Note that this is a very lengthy process (it may take 24-48h, depending on the hardware used for the tests). Alternatively, the reviewer may use $\texttt{size="small"}$ to generate PolyBench traces equivalent to those obtained when compiling PolyBench codes using $\texttt{-DSMALL_DATASET}$. This process will only take a few minutes, and is enough for assessing the reconstruction from the qualitative point of view.

Reconstruction of downloaded traces

The reconstruction process for downloaded traces is straightforward:

  1. Download the chosen trace from the artifact home page.
  2. Uncompress it using $\texttt{bunzip2}$.
  3. Read the trace into memory using the following command:
In [ ]:
(a,c,d)=trace_ae.read_trace( "cholesky.4.trace" )

Where $\texttt{read_trace()}$ expects a full or relative path to the trace file. The function returns $\texttt{a}$, $\texttt{c}$ and $\texttt{d}$ with the same meanings as when generating the trace synthetically using $\texttt{generate_trace()}$.

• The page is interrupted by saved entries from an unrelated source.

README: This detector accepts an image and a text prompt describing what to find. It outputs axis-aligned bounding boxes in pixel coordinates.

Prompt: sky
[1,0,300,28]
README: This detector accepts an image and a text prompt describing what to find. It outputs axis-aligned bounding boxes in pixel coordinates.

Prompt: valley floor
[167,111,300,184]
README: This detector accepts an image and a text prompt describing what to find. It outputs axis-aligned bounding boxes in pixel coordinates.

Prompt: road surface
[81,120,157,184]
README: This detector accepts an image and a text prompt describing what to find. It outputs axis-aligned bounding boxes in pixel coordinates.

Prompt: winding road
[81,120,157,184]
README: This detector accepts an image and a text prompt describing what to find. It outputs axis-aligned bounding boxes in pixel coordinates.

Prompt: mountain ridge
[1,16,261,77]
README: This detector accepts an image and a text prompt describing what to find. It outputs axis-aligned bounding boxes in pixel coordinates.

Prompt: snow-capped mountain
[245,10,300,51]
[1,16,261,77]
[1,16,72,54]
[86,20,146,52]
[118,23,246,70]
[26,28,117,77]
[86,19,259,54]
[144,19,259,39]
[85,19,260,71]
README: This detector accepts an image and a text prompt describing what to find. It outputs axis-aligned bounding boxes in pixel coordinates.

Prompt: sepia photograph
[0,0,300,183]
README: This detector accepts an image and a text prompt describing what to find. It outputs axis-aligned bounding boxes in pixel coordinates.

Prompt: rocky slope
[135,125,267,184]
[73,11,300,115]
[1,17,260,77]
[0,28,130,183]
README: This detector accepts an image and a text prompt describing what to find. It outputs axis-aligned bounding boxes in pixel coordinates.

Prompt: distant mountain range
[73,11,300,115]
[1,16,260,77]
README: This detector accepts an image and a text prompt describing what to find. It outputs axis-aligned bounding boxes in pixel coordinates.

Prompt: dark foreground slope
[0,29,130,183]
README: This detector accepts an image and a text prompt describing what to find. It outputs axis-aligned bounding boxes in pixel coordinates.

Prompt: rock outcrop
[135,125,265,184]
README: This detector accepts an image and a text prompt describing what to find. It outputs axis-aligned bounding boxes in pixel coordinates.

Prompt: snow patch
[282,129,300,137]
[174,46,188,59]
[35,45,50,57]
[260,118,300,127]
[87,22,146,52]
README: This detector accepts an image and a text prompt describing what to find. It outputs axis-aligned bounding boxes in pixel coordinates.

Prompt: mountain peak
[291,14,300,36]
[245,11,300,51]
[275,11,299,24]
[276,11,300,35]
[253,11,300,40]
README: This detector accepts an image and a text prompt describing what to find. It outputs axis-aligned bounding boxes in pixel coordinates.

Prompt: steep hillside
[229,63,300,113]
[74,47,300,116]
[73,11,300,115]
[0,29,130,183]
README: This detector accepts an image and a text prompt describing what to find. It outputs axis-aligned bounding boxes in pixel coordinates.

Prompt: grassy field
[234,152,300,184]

4. Start the reconstruction process as before:

In [ ]:
trace_ae.extract( d, c, cut=3 )

The solution must be structurally equal to the one obtained using synthetic traces. The only differences should reside in the base address, and in $\overrightarrow{c}$ which will be multiplied in this case by the data size of the base array.

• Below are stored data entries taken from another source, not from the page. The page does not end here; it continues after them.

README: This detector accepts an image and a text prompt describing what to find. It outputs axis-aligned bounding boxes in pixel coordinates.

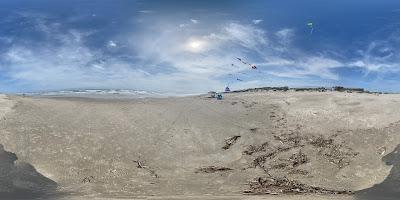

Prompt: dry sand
[0,91,399,200]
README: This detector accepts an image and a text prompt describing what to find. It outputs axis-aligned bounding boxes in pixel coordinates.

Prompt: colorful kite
[307,22,314,34]
[236,57,257,69]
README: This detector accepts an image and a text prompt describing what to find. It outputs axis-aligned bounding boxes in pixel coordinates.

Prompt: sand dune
[0,91,399,199]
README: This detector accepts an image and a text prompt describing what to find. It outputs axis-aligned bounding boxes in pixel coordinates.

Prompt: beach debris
[216,93,223,100]
[323,146,358,168]
[309,136,358,168]
[195,166,233,173]
[249,128,258,133]
[252,151,281,170]
[289,169,310,175]
[289,151,309,167]
[133,159,146,169]
[243,142,268,155]
[82,175,95,183]
[268,151,309,170]
[309,136,333,147]
[244,176,353,195]
[271,163,288,169]
[133,158,159,178]
[274,133,303,148]
[377,146,386,155]
[222,135,241,150]
[250,134,308,170]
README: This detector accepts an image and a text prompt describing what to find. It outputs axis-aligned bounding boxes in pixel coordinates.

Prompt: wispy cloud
[108,40,117,47]
[190,19,198,24]
[252,19,263,24]
[138,10,154,14]
[349,39,400,73]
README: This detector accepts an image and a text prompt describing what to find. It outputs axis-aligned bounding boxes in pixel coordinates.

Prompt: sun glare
[186,39,207,53]
[190,41,201,49]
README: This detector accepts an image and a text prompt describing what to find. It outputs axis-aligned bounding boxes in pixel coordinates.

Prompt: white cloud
[342,36,400,75]
[252,19,263,24]
[258,56,342,80]
[138,10,154,14]
[190,19,198,24]
[108,40,117,47]
[131,22,269,77]
[222,23,267,49]
[275,29,293,44]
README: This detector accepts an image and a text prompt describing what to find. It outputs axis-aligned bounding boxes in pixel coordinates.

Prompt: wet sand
[0,91,399,200]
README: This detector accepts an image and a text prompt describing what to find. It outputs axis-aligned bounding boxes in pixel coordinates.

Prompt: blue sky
[1,0,400,93]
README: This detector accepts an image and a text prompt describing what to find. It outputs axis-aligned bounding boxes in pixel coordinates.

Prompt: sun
[189,41,202,49]
[185,39,207,53]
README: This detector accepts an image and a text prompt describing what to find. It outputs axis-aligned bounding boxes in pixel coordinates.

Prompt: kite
[227,73,244,82]
[236,57,257,69]
[307,22,314,34]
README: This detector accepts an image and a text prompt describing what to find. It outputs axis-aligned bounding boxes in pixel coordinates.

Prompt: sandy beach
[1,91,399,200]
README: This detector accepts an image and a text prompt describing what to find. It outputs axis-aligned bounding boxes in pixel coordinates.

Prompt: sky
[1,0,400,93]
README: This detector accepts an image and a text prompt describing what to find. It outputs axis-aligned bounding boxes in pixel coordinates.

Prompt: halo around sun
[185,38,208,53]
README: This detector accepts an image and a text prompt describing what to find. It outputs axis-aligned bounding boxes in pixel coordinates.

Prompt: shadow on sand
[0,144,58,199]
[355,144,400,200]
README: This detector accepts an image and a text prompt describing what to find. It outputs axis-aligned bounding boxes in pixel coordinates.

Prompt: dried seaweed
[249,128,258,133]
[195,166,233,173]
[244,176,353,195]
[289,151,309,167]
[274,134,303,147]
[309,136,334,147]
[82,176,95,183]
[133,159,159,178]
[289,169,309,175]
[309,136,358,168]
[222,135,241,150]
[243,142,268,155]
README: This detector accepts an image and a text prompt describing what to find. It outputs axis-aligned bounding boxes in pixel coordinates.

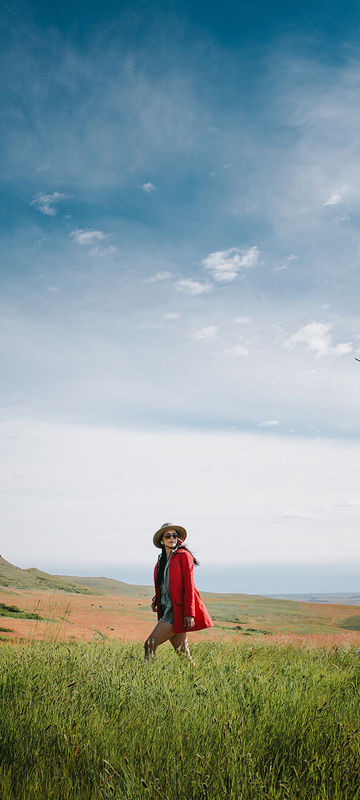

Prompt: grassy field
[1,639,359,800]
[2,554,360,644]
[2,584,360,645]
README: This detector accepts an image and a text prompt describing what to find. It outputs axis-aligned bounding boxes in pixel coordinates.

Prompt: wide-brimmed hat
[153,522,187,549]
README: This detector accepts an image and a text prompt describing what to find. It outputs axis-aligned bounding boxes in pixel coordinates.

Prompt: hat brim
[153,524,187,548]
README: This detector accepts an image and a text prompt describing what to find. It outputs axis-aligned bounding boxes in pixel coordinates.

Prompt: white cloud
[30,192,66,216]
[274,254,298,273]
[333,342,353,356]
[3,420,360,582]
[89,245,118,257]
[202,245,259,283]
[324,192,343,206]
[141,182,155,193]
[148,271,172,282]
[70,229,107,245]
[163,312,180,319]
[224,344,249,357]
[259,420,280,427]
[332,214,350,224]
[233,316,252,325]
[285,322,352,358]
[190,325,218,341]
[175,279,212,295]
[35,163,51,172]
[285,322,330,357]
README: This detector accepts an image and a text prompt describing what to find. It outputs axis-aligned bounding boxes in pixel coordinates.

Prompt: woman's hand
[184,616,195,629]
[151,596,157,613]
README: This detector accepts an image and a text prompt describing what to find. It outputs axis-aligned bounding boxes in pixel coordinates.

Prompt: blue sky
[1,1,360,590]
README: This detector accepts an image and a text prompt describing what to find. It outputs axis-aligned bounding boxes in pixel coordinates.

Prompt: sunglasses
[164,532,179,540]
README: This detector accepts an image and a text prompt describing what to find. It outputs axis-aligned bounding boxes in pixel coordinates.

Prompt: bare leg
[144,619,174,659]
[170,632,193,662]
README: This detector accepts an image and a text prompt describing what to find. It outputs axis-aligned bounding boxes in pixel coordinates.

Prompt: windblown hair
[156,542,200,587]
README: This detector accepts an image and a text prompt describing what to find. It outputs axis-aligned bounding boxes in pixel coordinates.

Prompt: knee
[144,636,154,658]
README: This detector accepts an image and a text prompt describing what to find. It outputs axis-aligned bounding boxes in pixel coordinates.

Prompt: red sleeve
[180,551,195,617]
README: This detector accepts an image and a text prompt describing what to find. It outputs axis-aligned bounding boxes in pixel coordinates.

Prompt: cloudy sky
[1,0,360,592]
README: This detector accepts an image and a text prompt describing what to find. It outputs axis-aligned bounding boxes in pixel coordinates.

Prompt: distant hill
[55,575,152,597]
[0,556,94,594]
[266,593,360,606]
[0,556,151,596]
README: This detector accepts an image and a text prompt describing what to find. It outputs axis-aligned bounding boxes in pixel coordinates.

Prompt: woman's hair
[156,542,200,587]
[180,543,200,567]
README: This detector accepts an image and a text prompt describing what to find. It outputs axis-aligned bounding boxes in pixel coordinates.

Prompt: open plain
[1,559,360,799]
[1,584,360,649]
[1,555,360,647]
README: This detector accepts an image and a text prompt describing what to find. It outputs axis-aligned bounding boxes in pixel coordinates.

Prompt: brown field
[0,589,156,643]
[0,589,221,644]
[1,586,360,649]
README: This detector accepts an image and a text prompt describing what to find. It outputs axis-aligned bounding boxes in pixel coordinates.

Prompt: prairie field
[1,639,360,800]
[1,585,360,645]
[1,574,360,800]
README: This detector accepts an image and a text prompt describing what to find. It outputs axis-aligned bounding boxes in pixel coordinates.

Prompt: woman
[144,522,213,660]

Local generation of custom traces by the reviewer

The reviewer may easily generate a single reference trace from the PolyBench sources packed with the artifact:

  1. Choose a benchmark and reference, e.g., $\texttt{cholesky.4}$.
  2. Edit the source code of the $\texttt{cholesky}$ benchmark, found in $\texttt{polybench-c-3.2/linear-algebra/kernels/cholesky/cholesky.c}$.
  3. In the $\texttt{scop}$ section of the code, look for the access annotated with the number $\texttt{4}$. In particular, $\texttt{cholesky.4}$ appears in line 82:

    x = x - A[j][k] * A[i][k]; // 4 -> A[j][k] (read)

  4. Insert a $\texttt{printf()}$ immediately after the reference in the code:

    printf( "4 \%lx\n", &A[j][k] );

  5. Run the code and store the output of the inserted $\texttt{printf()}$ into a file $\texttt{cholesky.4.trace}$.
  6. Use the reconstruction engine to process the generated trace.

Evaluation and expected result

There are four evaluation dimensions that the reviewer should take into account:

  1. Qualitative evaluation: the reconstruction process should return $\mathbf{U}$, $\overrightarrow{w}$ and $\overrightarrow{c}$ such that they reconstruct the exact affine input trace.

  2. Performance evaluation: the reconstruction process should finish in a time that conforms to the findings in the paper.

  3. Evaluation as a predictor: the reconstruction process should predict the number of accesses shown in Table 2.
  4. Memory consumption: Section 4 gives the lower and upper bounds on memory consumption. The code in $\texttt{trace_ae.py}$ automatically measures this consumption for each invocation of $\texttt{extract()}$.